I was driving through Harvard Square last fall when I saw this group of young college students standing outside the subway stop. A few of them looked supremely uncomfortable, but they were smiling through it, and it took me back to when I was in college. One of them, in particular, was pulling their sweater up around their shoulders, and I just remember being a young adult and wanting to cover myself up all the time. Looking back, I’m not sure how much of that was just awkward young adult stuff and how much was gender dysphoria, but all of those uncomfortable physical feelings coincided with the most devoutly Christian years of my life. It was a perfect cocktail of shame. I was very much not okay. So this song is a letter to a younger self to let them know that someday, all that changes.
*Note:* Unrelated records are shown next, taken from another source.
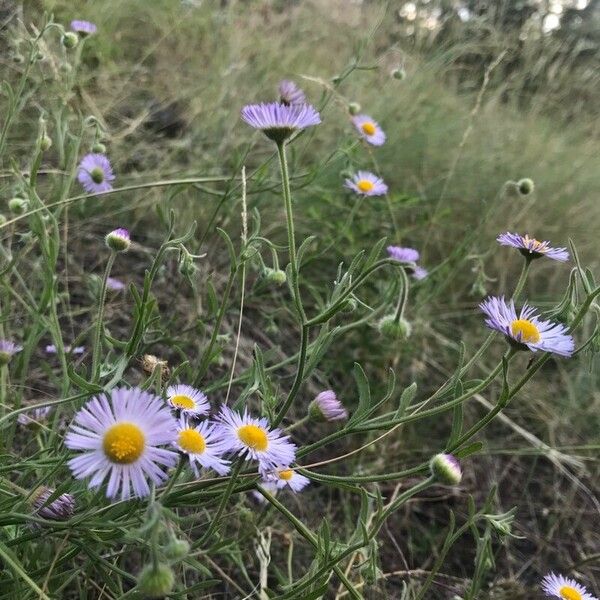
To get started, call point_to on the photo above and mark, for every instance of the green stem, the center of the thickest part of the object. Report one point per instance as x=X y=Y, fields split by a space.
x=97 y=347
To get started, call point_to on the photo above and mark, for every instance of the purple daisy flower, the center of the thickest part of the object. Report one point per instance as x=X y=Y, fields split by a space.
x=121 y=435
x=7 y=350
x=284 y=476
x=327 y=407
x=95 y=173
x=254 y=439
x=367 y=184
x=527 y=330
x=369 y=129
x=83 y=27
x=564 y=588
x=279 y=121
x=290 y=93
x=532 y=248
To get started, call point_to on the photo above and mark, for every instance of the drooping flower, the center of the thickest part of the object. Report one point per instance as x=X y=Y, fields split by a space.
x=114 y=285
x=121 y=435
x=369 y=129
x=95 y=173
x=202 y=446
x=188 y=400
x=59 y=509
x=34 y=417
x=118 y=240
x=279 y=121
x=532 y=248
x=7 y=350
x=367 y=184
x=284 y=476
x=83 y=27
x=290 y=94
x=327 y=407
x=254 y=439
x=527 y=330
x=559 y=586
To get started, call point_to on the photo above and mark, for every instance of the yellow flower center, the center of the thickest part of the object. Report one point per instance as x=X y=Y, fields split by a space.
x=286 y=474
x=192 y=441
x=368 y=128
x=525 y=331
x=182 y=401
x=364 y=185
x=123 y=443
x=254 y=437
x=569 y=593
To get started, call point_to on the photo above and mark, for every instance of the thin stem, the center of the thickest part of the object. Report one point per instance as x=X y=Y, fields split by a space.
x=97 y=347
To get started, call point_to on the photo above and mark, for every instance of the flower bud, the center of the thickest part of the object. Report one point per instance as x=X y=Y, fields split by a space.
x=354 y=108
x=446 y=469
x=156 y=582
x=118 y=240
x=69 y=40
x=17 y=206
x=525 y=186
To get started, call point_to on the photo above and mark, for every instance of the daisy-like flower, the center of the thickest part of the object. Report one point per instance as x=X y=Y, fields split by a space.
x=559 y=586
x=279 y=121
x=34 y=417
x=120 y=436
x=367 y=184
x=95 y=173
x=7 y=350
x=254 y=438
x=83 y=27
x=326 y=407
x=369 y=129
x=188 y=400
x=202 y=446
x=284 y=476
x=526 y=331
x=290 y=93
x=532 y=248
x=114 y=285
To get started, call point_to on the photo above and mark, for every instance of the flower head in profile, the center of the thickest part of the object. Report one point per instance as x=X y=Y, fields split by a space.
x=202 y=445
x=284 y=476
x=254 y=438
x=559 y=586
x=290 y=94
x=95 y=173
x=188 y=400
x=120 y=436
x=526 y=331
x=369 y=129
x=279 y=121
x=532 y=248
x=366 y=184
x=60 y=508
x=83 y=27
x=7 y=350
x=327 y=407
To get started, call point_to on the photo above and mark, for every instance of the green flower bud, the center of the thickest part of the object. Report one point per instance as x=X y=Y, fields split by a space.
x=156 y=582
x=354 y=108
x=525 y=186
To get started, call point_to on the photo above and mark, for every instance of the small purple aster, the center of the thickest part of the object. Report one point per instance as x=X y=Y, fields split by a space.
x=327 y=407
x=95 y=173
x=366 y=184
x=279 y=121
x=369 y=129
x=526 y=331
x=7 y=350
x=290 y=94
x=532 y=248
x=83 y=27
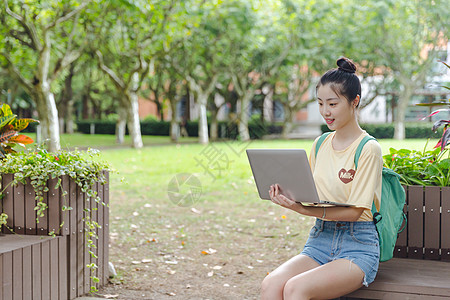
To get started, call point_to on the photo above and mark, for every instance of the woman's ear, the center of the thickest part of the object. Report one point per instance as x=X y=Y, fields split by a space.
x=356 y=101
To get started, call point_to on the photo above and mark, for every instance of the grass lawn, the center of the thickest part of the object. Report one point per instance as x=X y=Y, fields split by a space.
x=218 y=244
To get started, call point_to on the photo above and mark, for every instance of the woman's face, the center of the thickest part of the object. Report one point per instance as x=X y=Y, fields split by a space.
x=335 y=109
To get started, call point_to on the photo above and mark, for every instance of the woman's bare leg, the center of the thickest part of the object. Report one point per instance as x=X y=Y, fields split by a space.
x=273 y=285
x=328 y=281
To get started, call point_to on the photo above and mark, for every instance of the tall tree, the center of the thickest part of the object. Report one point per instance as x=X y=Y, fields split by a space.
x=41 y=41
x=403 y=38
x=132 y=34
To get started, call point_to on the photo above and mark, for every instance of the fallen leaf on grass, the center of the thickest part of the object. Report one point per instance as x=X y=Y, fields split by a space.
x=196 y=211
x=209 y=251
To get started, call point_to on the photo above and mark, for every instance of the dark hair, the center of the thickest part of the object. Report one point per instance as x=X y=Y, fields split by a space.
x=342 y=80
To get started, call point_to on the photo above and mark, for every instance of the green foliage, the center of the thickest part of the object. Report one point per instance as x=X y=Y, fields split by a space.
x=39 y=166
x=445 y=139
x=386 y=130
x=9 y=131
x=427 y=167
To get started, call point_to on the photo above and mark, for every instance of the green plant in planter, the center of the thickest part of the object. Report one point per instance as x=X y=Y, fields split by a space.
x=445 y=139
x=427 y=167
x=10 y=127
x=39 y=166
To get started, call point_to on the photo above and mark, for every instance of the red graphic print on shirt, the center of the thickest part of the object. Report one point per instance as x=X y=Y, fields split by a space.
x=346 y=176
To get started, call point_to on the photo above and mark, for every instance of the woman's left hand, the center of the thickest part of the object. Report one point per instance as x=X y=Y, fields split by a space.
x=278 y=198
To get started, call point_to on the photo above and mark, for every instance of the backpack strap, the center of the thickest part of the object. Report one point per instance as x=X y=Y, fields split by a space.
x=376 y=215
x=360 y=147
x=320 y=141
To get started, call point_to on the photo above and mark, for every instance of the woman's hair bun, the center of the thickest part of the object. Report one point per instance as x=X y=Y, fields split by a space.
x=346 y=65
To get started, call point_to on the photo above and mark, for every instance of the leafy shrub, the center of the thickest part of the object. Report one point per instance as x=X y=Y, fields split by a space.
x=10 y=127
x=386 y=131
x=428 y=168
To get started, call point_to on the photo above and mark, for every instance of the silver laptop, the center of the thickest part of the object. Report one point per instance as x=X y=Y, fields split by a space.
x=290 y=169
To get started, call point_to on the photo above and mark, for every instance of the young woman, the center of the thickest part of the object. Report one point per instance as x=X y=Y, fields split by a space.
x=342 y=251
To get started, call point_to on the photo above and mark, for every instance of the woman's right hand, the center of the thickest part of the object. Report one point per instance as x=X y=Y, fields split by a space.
x=277 y=197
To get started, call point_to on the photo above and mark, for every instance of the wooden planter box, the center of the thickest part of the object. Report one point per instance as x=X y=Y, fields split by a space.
x=55 y=268
x=421 y=267
x=427 y=235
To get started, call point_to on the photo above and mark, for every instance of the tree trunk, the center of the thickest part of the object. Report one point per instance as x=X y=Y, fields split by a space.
x=48 y=116
x=174 y=124
x=403 y=102
x=214 y=130
x=134 y=126
x=202 y=119
x=288 y=122
x=121 y=125
x=244 y=133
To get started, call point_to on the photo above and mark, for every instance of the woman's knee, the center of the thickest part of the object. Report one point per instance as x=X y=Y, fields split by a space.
x=271 y=285
x=295 y=289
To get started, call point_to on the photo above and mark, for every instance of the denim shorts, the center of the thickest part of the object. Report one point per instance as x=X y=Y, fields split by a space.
x=354 y=241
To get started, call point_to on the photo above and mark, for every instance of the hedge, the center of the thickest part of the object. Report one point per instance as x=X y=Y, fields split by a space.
x=226 y=130
x=386 y=131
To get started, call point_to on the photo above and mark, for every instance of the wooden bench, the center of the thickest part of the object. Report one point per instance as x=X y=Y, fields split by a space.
x=421 y=267
x=35 y=266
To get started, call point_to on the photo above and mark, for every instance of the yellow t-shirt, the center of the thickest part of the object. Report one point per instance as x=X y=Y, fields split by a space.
x=336 y=178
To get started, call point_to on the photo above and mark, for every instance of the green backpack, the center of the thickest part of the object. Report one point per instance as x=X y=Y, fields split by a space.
x=389 y=219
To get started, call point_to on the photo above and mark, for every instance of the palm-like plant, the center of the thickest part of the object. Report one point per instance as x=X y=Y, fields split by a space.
x=10 y=127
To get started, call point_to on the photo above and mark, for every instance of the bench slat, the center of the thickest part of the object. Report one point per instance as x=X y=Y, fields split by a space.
x=17 y=274
x=7 y=278
x=30 y=213
x=8 y=205
x=410 y=277
x=402 y=240
x=37 y=267
x=27 y=273
x=415 y=216
x=432 y=222
x=19 y=209
x=445 y=224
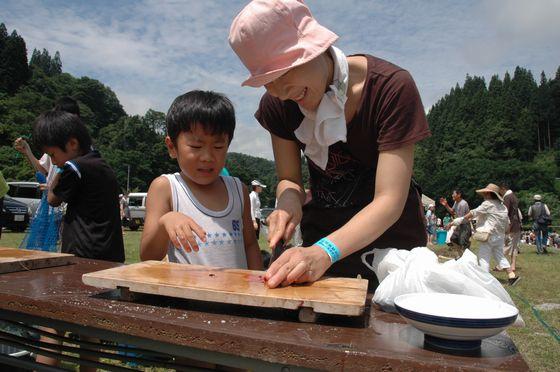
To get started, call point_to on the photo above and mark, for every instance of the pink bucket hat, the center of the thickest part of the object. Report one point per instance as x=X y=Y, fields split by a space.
x=272 y=36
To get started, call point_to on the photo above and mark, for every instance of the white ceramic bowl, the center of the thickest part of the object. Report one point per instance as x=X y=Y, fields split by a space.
x=455 y=317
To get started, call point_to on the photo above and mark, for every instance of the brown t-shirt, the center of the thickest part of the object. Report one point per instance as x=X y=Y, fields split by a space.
x=390 y=115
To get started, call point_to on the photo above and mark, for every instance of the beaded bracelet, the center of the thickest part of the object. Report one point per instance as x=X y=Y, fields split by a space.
x=331 y=249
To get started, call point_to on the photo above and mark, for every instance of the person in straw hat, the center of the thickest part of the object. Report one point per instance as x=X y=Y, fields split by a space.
x=357 y=119
x=491 y=223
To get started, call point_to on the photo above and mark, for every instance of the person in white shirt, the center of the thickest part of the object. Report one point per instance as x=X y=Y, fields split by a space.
x=492 y=222
x=256 y=205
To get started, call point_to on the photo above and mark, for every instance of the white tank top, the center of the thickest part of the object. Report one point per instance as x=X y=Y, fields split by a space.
x=224 y=246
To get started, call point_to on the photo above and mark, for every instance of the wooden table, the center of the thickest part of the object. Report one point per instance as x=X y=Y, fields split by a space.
x=259 y=339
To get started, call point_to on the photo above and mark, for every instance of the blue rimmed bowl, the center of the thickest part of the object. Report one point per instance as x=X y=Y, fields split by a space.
x=454 y=321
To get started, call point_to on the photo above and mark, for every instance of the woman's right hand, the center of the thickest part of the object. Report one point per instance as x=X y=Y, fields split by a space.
x=21 y=145
x=182 y=230
x=282 y=223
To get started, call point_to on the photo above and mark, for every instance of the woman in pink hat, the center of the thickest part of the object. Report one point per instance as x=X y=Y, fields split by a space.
x=356 y=118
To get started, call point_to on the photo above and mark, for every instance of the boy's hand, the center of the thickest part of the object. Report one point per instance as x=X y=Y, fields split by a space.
x=21 y=145
x=182 y=230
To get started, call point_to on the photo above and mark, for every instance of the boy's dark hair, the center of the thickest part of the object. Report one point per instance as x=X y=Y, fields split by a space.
x=214 y=111
x=56 y=128
x=67 y=104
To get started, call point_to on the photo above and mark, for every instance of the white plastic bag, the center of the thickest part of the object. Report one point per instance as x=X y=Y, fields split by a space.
x=418 y=271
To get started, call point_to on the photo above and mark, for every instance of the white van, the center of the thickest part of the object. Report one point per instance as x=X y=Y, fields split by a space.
x=26 y=192
x=137 y=208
What does the song mean to you? What do you hope that it means to those who listen to it?
I guess “Someday You’ll Wake Up Okay” isn’t a promise, but it’s a possibility. When I sing it live, I’m just singing to my younger self. I’m sure that 20-year-old wouldn’t even recognize me now. But I always wish I could go back in time and meet them, because they didn’t have an example of someone like them being okay. I want to go back, take them by the shoulders, and say, “Hey, [insert deadname here], I’m a wiser and hotter you. You’ll never see it happening, but someday, you’ll wake up and be me. You’ll wake up and basically be okay.” So that’s what this song is to me. And I hope it can help other people do some effective parts work, too. If not, it’s also just really fun to listen to. Chris, my producer, and I got up to some weird stuff, and Joe Causey, our mastering engineer, said it reminded him of Wilson Phillips.
The lyrics are really great. Do you have a favorite lyric line or two from the song? Why do they resonate for you?
I like, “You’re acting so much older than you need to. No one told you that’s not freedom.” It’s amazing how much time I spent in my youth trying to convince myself that the endless cycle of guilt-shame-repentance-forgiveness was what freedom felt like. No one ever told me otherwise. So how was I to know about the possibility of a God who wasn’t threatened when I felt good? These days, I think that’s exactly what/who God is – the good stuff. And we’re all made of it. We don’t have to be so hard on ourselves.
Do you find songwriting to be therapeutic — a way to work through things or process things? Did writing this song serve you in that way?
Kind of! Like good therapy, songwriting is also a lot of work… and though that work can be tearful, sometimes it’s more like math or a puzzle. Sometimes, therapy is about putting into practice new narratives and self-conceptualizations. With this song, I wrote it specifically to be compatible with a vocal looper when performed live, so I went at it like an architect rather than a poet; I’d already done the emotional processing of the song’s content in real-life therapy. But every time I sing this song, I feel like I’m practicing parts work. That young person in me is always there, and this song gives me an opportunity to show them some compassion.
What is next for Spencer LaJoye?
I hope it’s something fun. There is a whole lot of travel in my future. This year, I have a couple full-band shows on my tour schedule, and that feels expansive and exciting. What else can I tell you? I’m not trying to be cryptic, it’s just – oh! Cryptids! That reminds me, I’m writing a musical.